The two-year UST was yielding 3.828% (-3), the three-year was at 3.775% (-4), the five-year at 3.877% (-4), the 10-year at 4.337% (-4), the 20-year at 4.893% (-4) and the 30-year at 4.905% (-4) just before the close.

Primary to come
The New York City Transitional Finance Authority (Aa1/AAA/AAA/) is set to price Wednesday $1.5 billion of future tax secured tax-exempt subordinate bonds, Fiscal 2026 Series A, Subseries A-1. Ramirez.

The Tarrant County Cultural Education Facilities Finance Corp. (Aa2/AA//) is set to price Thursday $703.465 million of Texas Health Resources System revenue bonds. Morgan Stanley.

The Snohomish County Public Utility District, Washington, (Aa2/AA/AA/) is set to price Thursday $387.545 million of electric system revenue and refunding bonds. Raymond James.

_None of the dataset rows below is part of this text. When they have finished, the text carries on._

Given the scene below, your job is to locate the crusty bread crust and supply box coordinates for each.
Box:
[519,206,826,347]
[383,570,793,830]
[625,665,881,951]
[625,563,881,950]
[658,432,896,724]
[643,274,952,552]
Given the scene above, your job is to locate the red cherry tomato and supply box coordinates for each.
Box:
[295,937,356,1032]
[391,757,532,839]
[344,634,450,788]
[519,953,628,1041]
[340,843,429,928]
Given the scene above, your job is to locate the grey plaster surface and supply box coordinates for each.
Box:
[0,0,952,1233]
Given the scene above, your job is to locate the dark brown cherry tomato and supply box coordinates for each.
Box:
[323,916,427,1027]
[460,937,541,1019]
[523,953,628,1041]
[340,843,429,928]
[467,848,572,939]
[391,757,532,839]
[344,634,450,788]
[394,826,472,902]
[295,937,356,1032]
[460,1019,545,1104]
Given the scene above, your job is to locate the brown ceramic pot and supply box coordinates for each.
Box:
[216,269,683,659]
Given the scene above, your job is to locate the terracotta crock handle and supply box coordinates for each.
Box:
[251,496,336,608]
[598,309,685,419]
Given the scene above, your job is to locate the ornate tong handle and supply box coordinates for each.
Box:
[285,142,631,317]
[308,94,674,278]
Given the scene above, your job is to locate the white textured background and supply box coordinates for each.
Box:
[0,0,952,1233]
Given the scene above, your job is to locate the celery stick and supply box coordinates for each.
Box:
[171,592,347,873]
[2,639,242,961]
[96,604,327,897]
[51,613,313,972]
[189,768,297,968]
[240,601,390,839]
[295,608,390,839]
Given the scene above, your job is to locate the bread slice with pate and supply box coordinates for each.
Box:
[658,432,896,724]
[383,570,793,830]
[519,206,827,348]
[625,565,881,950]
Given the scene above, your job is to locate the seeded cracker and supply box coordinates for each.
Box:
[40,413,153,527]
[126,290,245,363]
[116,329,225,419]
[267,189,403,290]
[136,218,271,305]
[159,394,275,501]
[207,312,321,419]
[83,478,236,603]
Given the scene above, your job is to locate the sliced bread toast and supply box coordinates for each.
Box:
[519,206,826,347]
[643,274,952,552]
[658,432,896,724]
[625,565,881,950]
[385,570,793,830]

The Illinois Housing Development Authority (Aaa///) is set to price Thursday $350 million of social revenue bonds. RBC Capital Markets.

The Spring Branch Independent School District, Texas, is set to price Thursday $323.92 million of unlimited tax school building and refunding bonds. Piper Sandler.

The Sherman Independent School District, Texas, (Aaa/AAA//) is set to price Wednesday $226.29 million of PSF-insured unlimited tax school building bonds. Raymond James.

The Florida Local Government Finance Commission (Ba1///) is set to price Thursday $201.29 million of educational facilities revenue bonds (Bridgeprep Academy Projects). HJ Sims.

The East Allen Multi School Building Corp. (/AA+//) is set to price Wednesday $120 million of ad valorem property tax first mortgage bonds. Stifel.

The Alvin Independent School District, Texas, (Aaa//AAA/) is set to price Wednesday $103.16 million of PSF-insured unlimited tax schoolhouse bonds.

The San Mateo-Foster City School District, California, (Aaa///) is set to price Thursday $100 million of GOs. Stifel.

Competitive
Maui County, Hawaii, is set to sell $301.81 million of GOs at 11:30 a.m. Eastern Wednesday.

Denton, Texas, is set to sell $234.265 million of certificates of obligation at 10:45 a.m. Wednesday.

The Freehold Township Board of Education, New Jersey, is set to sell $135.468 million of school bonds at 11 a.m. Thursday.